Metal inert gas welding is an arc welding process in which a consumable wire electrode is continuously fed through a welding gun forming an electric arc between the wire and the metal workpiece. The heat produced from the electric arc causes the metals to melt and join together. A shielding gas is also sent through the welding gun during this process to protect the weld pool from oxidation or any contaminates present in the air while the weld is being completed. Although the technical name for this application is gas metal arc welding (GMAW) it is commonly referred to as MIG welding for short.
MIG welding is one of the most popular types of welding in the industrial world, especially in the automotive industry. One of the reasons it has become so popular is its ease of automation with robotics. An ABB IRB 1600 can be easily integrated with a Miller Auto Axcess 450 welding supply with little interruption to the production line. Once a MIG robot is up and running manufacturers will see a significant decrease in cycle time while maximizing productivity. MIG welding robots can produce high quality welds at faster rates than other welding applications such as TIG welding.

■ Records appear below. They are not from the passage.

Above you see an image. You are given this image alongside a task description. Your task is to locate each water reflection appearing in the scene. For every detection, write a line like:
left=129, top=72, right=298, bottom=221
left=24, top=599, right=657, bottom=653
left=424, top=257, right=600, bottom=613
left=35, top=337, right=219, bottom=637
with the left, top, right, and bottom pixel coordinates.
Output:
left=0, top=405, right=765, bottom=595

The high quality welds produced by MIG robots is due to the protection provided by the shielding gas during the welding process. Inert gases such as argon, carbon dioxide, helium, and oxygen are commonly used to protect the welding pool from fusion defects and porosity. The elimination of defects results in durable welds that will not breakdown over time.
MIG robots like the FANUC Arcmate 100ic give manufacturers more flexibility in their productions since they can weld both thin and thick materials. They can be mounted from various positions allowing for greater reach at any angle. They are also capable of welding a variety of metals including: aluminum, mild steel, stainless steel, and other non-ferrous metals and alloys.

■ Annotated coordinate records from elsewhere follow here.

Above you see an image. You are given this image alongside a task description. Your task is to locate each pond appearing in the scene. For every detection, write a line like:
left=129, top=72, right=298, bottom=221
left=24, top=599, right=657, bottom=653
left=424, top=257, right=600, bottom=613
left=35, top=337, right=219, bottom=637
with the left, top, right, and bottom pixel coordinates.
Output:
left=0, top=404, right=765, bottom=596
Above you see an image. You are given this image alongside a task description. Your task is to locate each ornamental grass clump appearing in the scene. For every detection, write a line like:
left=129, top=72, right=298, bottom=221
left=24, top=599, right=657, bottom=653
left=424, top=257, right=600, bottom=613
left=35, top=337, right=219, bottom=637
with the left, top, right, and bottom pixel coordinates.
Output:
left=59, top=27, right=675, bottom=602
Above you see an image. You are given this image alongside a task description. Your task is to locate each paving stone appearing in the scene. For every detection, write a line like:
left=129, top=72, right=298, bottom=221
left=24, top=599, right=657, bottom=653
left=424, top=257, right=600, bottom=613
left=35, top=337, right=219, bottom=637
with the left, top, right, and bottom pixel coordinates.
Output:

As mentioned above swapping out a manual welder for a MIG robot is a simple process and one that will increase operation efficiency. MIG welding applications often involve the welding of larger parts that require long passes of the welding gun. It can be difficult for a human to hold a weld gun for long periods of time without tiring or needing to stop. This can result in sloppy work or errors with increased production time needed to correct them. These errors can also cause materials to be wasted and costs to rise. A MIG robot completes the welding process seamlessly without the need for breaks. They are easily programmed to control the workpiece, weld gun, and heat level with accuracy all at the same time. The repeatability of precision and quality produced by MIG robots cannot be matched by a human welder.
Replacing manual welders with MIG robots further benefits manufacturers by increasing the safety level of their operations. MIG welding conditions can be dangerous to workers with the potential exposure to high heat, sparks, and hot metals. Unlike human workers robots like the Yaskawa Motoman EA1900N are designed handle these conditions without failure.